The essence of the reason, why this approach works for graphs with a different number of nodes is the locality and node order permutation invariance.
The typical form of the layer-wise signal propagation rule is:
$$
H^{(l+1)} = f(H^{(l)}, A) = \sigma (A H^{(l)} W^{(l)})
$$
Here $H^{(k)}$ are the activations of the $k$-th later, $W^{(k)}$ is the weight matrix, $A$ is the adjacency matrix and $\sigma$ is the activation function.

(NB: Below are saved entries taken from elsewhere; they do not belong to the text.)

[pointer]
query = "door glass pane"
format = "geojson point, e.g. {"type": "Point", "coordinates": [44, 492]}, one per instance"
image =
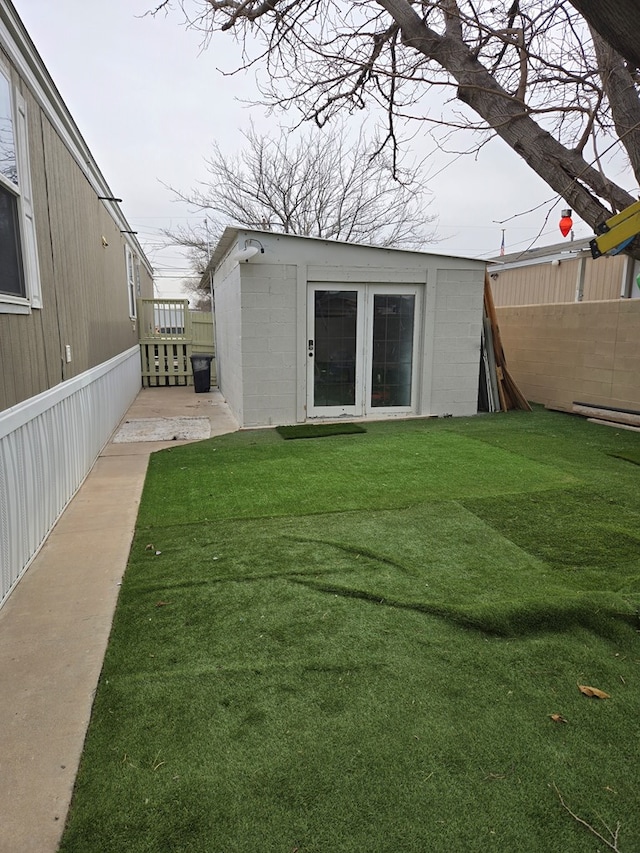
{"type": "Point", "coordinates": [334, 381]}
{"type": "Point", "coordinates": [393, 318]}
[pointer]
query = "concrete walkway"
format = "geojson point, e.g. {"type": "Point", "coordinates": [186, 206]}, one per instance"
{"type": "Point", "coordinates": [55, 626]}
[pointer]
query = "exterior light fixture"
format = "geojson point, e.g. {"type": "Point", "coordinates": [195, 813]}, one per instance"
{"type": "Point", "coordinates": [249, 251]}
{"type": "Point", "coordinates": [566, 223]}
{"type": "Point", "coordinates": [246, 253]}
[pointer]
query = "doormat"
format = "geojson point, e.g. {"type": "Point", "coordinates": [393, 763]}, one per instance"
{"type": "Point", "coordinates": [163, 429]}
{"type": "Point", "coordinates": [318, 430]}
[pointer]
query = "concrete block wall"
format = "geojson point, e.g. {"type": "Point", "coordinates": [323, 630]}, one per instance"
{"type": "Point", "coordinates": [229, 341]}
{"type": "Point", "coordinates": [587, 352]}
{"type": "Point", "coordinates": [269, 334]}
{"type": "Point", "coordinates": [456, 342]}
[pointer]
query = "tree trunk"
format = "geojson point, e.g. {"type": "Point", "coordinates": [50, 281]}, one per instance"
{"type": "Point", "coordinates": [565, 171]}
{"type": "Point", "coordinates": [618, 22]}
{"type": "Point", "coordinates": [623, 99]}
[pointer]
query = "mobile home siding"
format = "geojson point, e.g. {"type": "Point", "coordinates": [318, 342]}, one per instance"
{"type": "Point", "coordinates": [84, 288]}
{"type": "Point", "coordinates": [56, 413]}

Activation function $\sigma$ and $W^{(k)}$ is the same on any graph, and the difference is only in the choice of adjacency matrix $A$.
Aggregation of the information from the neighborhood is done in permutation-invariant way, and the only way to do this is to assign the same weight for every member in neightboorhood, and (probably) some other weight to the node itself.
For Graph Convolutional Neural Networks (GCNN's) this works as follows:
$$
h_{v_i}^{(l+1)} = \sigma (\sum_{j \in N(i)} \frac{1}{c_{ij}} h_{v_j}^{(l)} W^{(l)})
$$
Regardless of whether the node is isolated or has many neighbors procedure is unchanged.
Older approaches, the spectral for example, had to calculate the Graph Laplacian and perform its eigendecomposition. They did not generalize to other graphs.